Does Verizon Stand to Benefit From the FCC's Probe?

attcoverageThe FCC’s probe of cell phone contracts and exclusivity deals will reportedly focus on markets where the iPhone and the Palm Pre aren’t available — that is, where AT&T and Sprint don’t have service. FCC chairman Julius Genachowski told Bloomberg, “There are markets in the country where if you wanted an iPhone, if you wanted a Pre, you couldn’t get it — from anyone.” Indeed, a look at AT&T’s coverage viewer (see image) shows large chunks of the country that don’t have access to the carrier’s network; ditto for Sprint. So is Verizon onto something with its approach, which allows smaller carriers — including those that focus on rural areas — access to its “exclusive” phones?

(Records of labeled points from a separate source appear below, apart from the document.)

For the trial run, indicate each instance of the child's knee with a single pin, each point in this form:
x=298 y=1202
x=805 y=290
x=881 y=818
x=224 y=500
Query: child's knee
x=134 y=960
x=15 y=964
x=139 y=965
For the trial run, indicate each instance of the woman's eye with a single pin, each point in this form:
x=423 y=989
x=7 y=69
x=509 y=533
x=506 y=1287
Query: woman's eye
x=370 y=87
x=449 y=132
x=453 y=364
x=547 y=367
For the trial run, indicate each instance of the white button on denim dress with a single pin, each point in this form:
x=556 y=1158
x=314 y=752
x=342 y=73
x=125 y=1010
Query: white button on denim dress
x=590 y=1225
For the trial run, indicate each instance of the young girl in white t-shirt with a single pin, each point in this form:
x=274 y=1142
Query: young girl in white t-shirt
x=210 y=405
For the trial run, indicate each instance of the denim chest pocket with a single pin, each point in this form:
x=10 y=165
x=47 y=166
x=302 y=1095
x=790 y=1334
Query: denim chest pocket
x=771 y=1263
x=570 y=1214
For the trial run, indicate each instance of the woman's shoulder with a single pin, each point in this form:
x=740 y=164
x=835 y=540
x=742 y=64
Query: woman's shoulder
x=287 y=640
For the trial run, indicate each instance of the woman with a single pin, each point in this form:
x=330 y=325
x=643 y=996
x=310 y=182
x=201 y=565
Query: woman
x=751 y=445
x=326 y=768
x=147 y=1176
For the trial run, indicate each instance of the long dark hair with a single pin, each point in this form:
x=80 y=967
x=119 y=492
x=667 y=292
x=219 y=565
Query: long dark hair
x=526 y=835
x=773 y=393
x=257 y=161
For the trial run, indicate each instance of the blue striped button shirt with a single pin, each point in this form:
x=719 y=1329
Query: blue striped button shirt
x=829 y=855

Two weeks ago, Verizon changed its policy around exclusivity arrangements, agreeing to limit them to a maximum of six months, and to give smaller carriers (like those that focus on rural areas) immediate access to its “exclusive” phones. At the time, Stacey wrote: “These concessions on exclusivity are likely a response to heightened federal scrutiny around” handset deals. Aha! Putting two and two together, Verizon’s policy changes are a nearly perfect response to the concerns that Genachowski voiced above — and, as Stacey pointed out, puts Verizon in an excellent position to point fingers at the “anti-competitive practices” of its competition. Of course, giving up long-term exclusivity deals is easier for Verizon than its competitors because Verizon doesn’t have an exclusive deal on any hot phones like AT&T and Sprint do, with the iPhone and Palm Pre, respectively.